While the long weekend heralded holidays, chocolate and religious celebrations for some, it also marked the end of daylight savings and the bush fire danger period.
Coming out of one of the driest winters on record, the Riverina’s Rural Fire Service volunteers prepared themselves for a long and challenging spring-summer season.
While the Riverina escaped the brunt of a busy fire danger period, agencies across the state were called to more than 13,000 bushfires and grass fires after June.
Riverina zone operations officer Brad Stewart said the region had been lucky.
“It was gold for us,” Mr Stewart said. “I don’t think we had a fire exceed 30 hectares.”

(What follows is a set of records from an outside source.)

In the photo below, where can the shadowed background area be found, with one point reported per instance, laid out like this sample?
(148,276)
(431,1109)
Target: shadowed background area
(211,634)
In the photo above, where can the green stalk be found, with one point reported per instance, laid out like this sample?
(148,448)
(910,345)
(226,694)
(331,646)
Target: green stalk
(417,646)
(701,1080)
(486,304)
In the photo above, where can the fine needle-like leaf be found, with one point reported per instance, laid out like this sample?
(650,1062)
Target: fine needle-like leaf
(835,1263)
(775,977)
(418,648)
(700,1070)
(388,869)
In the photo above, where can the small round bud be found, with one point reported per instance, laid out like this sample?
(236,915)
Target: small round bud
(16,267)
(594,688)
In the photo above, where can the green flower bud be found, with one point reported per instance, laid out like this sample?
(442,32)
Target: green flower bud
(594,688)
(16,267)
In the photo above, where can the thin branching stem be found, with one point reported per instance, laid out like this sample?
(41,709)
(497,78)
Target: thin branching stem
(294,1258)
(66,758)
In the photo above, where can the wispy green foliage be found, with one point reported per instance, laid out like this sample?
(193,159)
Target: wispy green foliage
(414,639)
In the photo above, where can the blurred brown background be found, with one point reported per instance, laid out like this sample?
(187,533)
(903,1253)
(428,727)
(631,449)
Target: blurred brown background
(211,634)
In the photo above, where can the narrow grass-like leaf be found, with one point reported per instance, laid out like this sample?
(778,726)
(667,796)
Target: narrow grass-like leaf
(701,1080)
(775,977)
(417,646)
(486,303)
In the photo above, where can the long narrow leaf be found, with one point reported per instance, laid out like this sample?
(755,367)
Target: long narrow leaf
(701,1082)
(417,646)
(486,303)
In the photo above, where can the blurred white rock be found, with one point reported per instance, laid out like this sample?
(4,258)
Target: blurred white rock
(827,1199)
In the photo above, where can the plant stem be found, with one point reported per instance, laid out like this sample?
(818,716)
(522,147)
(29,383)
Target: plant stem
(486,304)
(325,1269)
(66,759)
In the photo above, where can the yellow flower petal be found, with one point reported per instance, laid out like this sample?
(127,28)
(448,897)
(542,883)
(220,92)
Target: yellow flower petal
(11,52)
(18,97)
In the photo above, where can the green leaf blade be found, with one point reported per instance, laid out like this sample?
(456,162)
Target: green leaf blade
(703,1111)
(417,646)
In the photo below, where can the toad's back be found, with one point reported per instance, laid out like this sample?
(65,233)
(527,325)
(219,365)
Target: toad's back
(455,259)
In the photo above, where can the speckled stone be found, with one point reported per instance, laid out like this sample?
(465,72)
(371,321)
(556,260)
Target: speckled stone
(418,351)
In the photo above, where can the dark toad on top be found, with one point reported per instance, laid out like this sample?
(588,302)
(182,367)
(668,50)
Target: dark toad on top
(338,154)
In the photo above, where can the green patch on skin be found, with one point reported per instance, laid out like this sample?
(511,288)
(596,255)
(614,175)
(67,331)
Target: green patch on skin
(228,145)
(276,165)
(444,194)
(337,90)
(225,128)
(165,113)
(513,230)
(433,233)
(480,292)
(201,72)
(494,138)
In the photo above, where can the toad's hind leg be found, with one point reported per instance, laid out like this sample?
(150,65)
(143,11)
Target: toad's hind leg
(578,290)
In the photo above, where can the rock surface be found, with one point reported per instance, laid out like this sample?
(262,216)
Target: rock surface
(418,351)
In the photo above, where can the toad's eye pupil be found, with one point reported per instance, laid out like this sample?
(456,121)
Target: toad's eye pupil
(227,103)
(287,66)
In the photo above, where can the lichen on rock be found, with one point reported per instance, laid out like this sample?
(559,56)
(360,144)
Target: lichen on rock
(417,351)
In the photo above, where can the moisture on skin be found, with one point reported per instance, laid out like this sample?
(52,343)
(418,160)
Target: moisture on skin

He said rain had been sufficient to dampen the risk here, but the rest of NSW had been less fortunate.
But Mr Stewart said the most recent bush fire on the far south coast proved it did not have to be the middle of summer for a fire to get out of control.
In lieu of this, he urged anyone lighting a fire in the open to take care and reminded residents they were legally required to provide 24-hours notice to their immediate neighbours and control district beforehand.
“It’s still very dry,” he said. “And the long-term weather forecast isn’t promising for rain … we’re teetering on the edge of a drought.”
With an increase in burn-offs on properties across the region, Mr Stewart said it was going to get smokey.
“We want to remind residents to only call triple-0 if there is an unattended fire or a fire posing threat to life or property,” he said. “That’s important.”
Mr Stewart said it looked as though it would be another cold, dry winter.
His words come on the back of a chilling forecast, with a previously accurate but amateur meteorologist, David Taylor predicting the southern states could be staring down the barrel of the coldest winter in a century.
As electric blankets and gas-heaters make their way into homes, firefighters urge residents to change smoke alarm batteries.